Rhetorical Strategies: Making Form Follow Function in Effective Writing
My first apartment as a college student, had a 90-degree turn as soon as you entered the front door. It was of ubiquitous and conventional design for such cheap apartments. It also meant that bringing a sofa through the front door was impossible. The only way to get a couch into the place was to take it through the patio door around back—and only if you took the door apart. Obviously, back in those days, architects of cheap student housing never studied the adage that “Form follows function.”
The relationship between form of a piece of writing and its content is similar. The structure of the work must be designed to support the content in order to be effective.
Take, for example, the owner’s manual sitting in the glove pocket in the dashboard of your car. Despite what manufacturer’s think, no new car owner ever sits down with the owner’s manual and reads it cover to cover like a good novel. Indeed, most of us never look at the thing unless we have a question (or crisis, God forbid) regarding the running or servicing of our vehicle. So even though the writing of such manuals has much improved over the years, there’s still way too much prose in them to be effective.
What makes for a good car owner’s manual is indexing; i.e., the ability to look up and find answers to questions quickly and easily. Say, for example, your windshield wipers stop working, so you look at the table of contents, which may have a chapter on dashboard controls telling you how to turn the windshield wipers on and off, but, hey, do we really need and manual to tell us that? No, we want to find out why they’re not working.
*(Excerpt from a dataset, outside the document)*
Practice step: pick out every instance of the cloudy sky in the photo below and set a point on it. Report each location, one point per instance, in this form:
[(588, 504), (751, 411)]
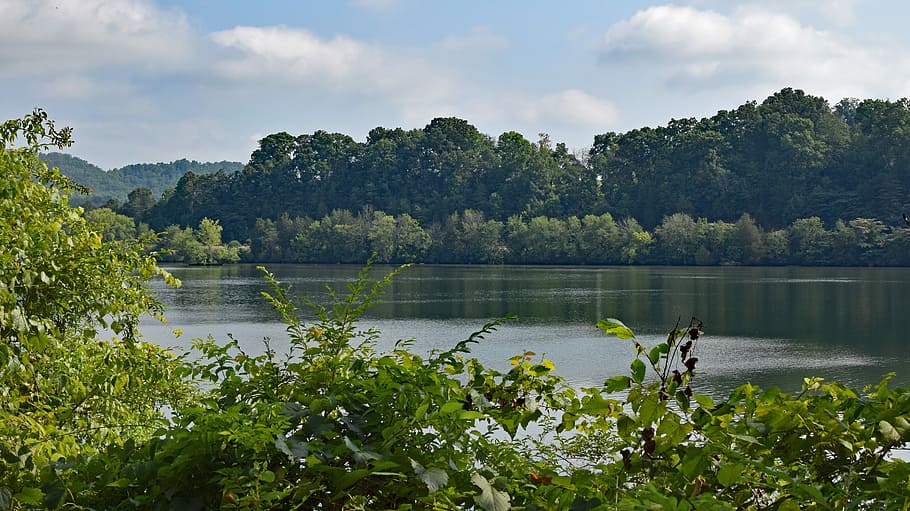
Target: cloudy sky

Looking in the index, we are referred to the chapter on dashboard controls. But then we have an “ah-hah” moment and think that maybe we have blown a fuse or maybe a circuit. There’s nothing in the table of contents about that, but searching the index we find tables of circuit breakers and fuses. If we are lucky, by perusing these tables we might discover whether the windshield wipers have a fuse or a circuit breaker, maybe what type and where it is located in the car. But what if that’s not the problem? Perusing the manual at that point is a waste of time.
Ever try to put together a kid’s tricycle on Christmas Eve by following the directions written in a kind of English referring to parts that you’ve never heard before? The fallback position is to look at the pictures on the box and do your best. This is a failure of the writer and the documentation.
I was once in an Emergency Room in a hospital waiting to get my dislocated toe put back in place when I spied a protocol taped to the wall about how to treat serious burns. This is a true story. The protocol was written in passive voice in a big block of text. No, two things disturbed me about this: First, does a ER physician really need to stop and read the protocol before getting to work? Second, passive voice does not lend itself to getting something active done. If you want someone to do something, then use the imperative mood as in the revision below:
Passive
When treating a serious burn, the following steps are undertaken: Any loose clothing on or near the burn must be removed. The area around the burn must be washed. The injury should be covered with a clean dressing. The dressing should be secured with tape. Burned fingers or toes must be separated with gauze to prevent them from sticking together. Prescribed medicine can only be applied if prescribed by a doctor.
Active
In the following rewrite, the listed instructions about how to handle such a crucial situation are clear and easy for the reader to understand and follow:
Treatment of a serious burn requires the following action:
1. Remove any loose clothing on or near the burn.
2. Wash the area around the burn.
3. Cover the injury with a clean dressing.
4. Secure the dressing with tape.
5. Separate burned fingers or toes with gauze or cloth to prevent them from
6. sticking together.
7. Apply only doctor-prescribed medication.
The first word of each step, an imperative verb form, informs the person in charge about exactly what to do and when. Furthermore, this active version omits the wordiness, has conciseness, and provides the proper emphasis.
The ramifications of this simple concept are huge. For example, when I worked in Regulatory Documentation for the biopharmaceutical industry, application of this principle was of prime importance. For example, most teams going to an FDA Advisory Committee when asked about Serious Adverse Events (SAE) in a clinical trial will bring up a slide showing all of the SAE’s involved. Doing so creates noise. It’s is better to put up the ones that impact patients’ health or are otherwise relevant—given that many SAE’s as part of a class effect are to be expected. Imagine how much noise exists in thousands of pages submitted in a New Drug Application (NDA) for review.
The same is true in fiction as it is in non-fiction. Think about why Bram Stoker’s Dracula was written as an epistolary narrative or how William Faulkner uses point of view in The Sound and the Fury. These choices were not made my accident. The form is an integral part of the story-telling.
Form Follows Function means that the structural presentation of a piece of writing has an “organic” relationship the desired impact on the reader in support of effective communication whether artistic, technological, or educational.